Женщина в стареньком сарафане смутилась, оглянулась направо, налево и, поняв, что зовут именно ее, подошла к столу. На вопрос, чем ее обидели, ответила, краснея от смущения:
— Так-то ничего не взяли, петух потерялся у меня, говорят, эти антихристы зарубили его вечером и съели, штоб им подавиться слезами сиротскими.
— Муж-то где?
— Нету его, не вернулся с германского, убили.
— Дети есть?
— Трое, старшенькому-то двенадцать будет в Кирики-Улиты.
— Та-ак… — Вишняков спросил одного члена комиссии, второго, поднялся из-за стола. — Товарищи, тут есть две машинки швейные, эти бандиты взяли их где-то в другом селе. Мы тут посоветовались и решили отдать одну-то вдове этой, не возражаете?
Толпа одобрительно зашумела.
— Отдать! — послышались голоса.
— Пусть берет!
— Она и шить-то мастерица…
— Бери, Федосья, чего застеснялась!
Счастье, что так негаданно-нежданно свалилось на бедную вдову, ошеломило ее, отняло язык, и не столько щедрый подарок, сколько внимание, забота, что так неожиданно проявили к ней сегодня чужие добрые люди. Пунцовая от волнения стоит Федосья, обеими руками прижимая к груди машинку, которую подал ей Егор, и слова сказать не может. И радостно-то ей, и слезы на глазах. Так и ушла она, забыв поблагодарить комиссию, чуть не бегом направляясь к дому.
К полудню раздачу закончили, Вишняков отправился к Кларку, доложить ему об окончании работы комиссии и спросить его, как быть с нерозданными вещами, которых осталось довольно-таки порядочно.
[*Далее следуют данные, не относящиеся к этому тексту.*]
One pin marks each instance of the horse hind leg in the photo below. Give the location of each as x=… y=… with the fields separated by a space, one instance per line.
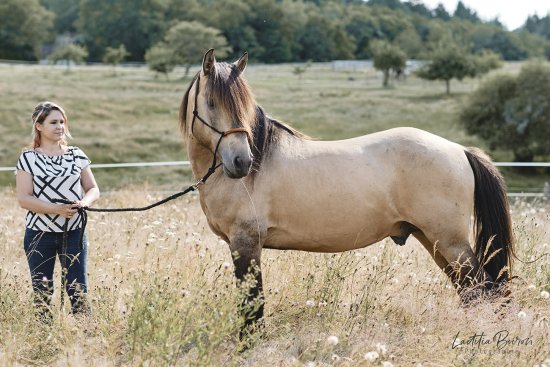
x=438 y=258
Жители разошлись по домам, только ребятишки толклись еще на обезлюдевшей площади да несколько баб сидели на бревне, в тени большого амбара. Туда же перенесли свой стол и томимые полдневным зноем старики — члены комиссии.
Тишина и в часовенной ограде, вокруг которой, опираясь на винтовки, борются с дремой часовые; пережогинцы с большого похмелья отсыпались в тени заборов. Спали и ближайшие помощники Пережогина, а сам он сидел, привалясь спиной к часовне, и, обхватив руками колени, задумался, уставившись глазами в одну точку. Многое вспомнил сегодня старый анархист: и царскую каторгу, и побег из акатуевской тюрьмы, Харбин, где жил в эмиграции под фамилией Тер-Оганесян, и организацию банды анархистов, и буйно-веселую житуху в Чите. Весной этого года удалось ему восстановить связь с Харбином, заграничные «друзья» звали его к себе, предлагали одно весьма заманчивое дело, но для этого надо золото, не менее десяти фунтов драгоценного металла. Поживиться на фронте, воюя на стороне красных, не удалось, и решил Пережогин напасть на один из приисков, забрать там золото, а затем, под видом преследования белых, перебраться через границу и тайком от своей банды махнуть с золотом в Харбин. Но чтобы действовать наверняка, он еще месяц тому назад отправил три группы своих разведчиков, поручив им установить самый богатый прииск. Со дня на день ожидал Пережогин весточки от разведчиков, но они как сквозь землю провалились. Не раз сегодня укорял он и самого себя за то, что отобранный у контрабандиста спирт согласился раздать своим бандитам, а в результате вот оно… разоружение и арест.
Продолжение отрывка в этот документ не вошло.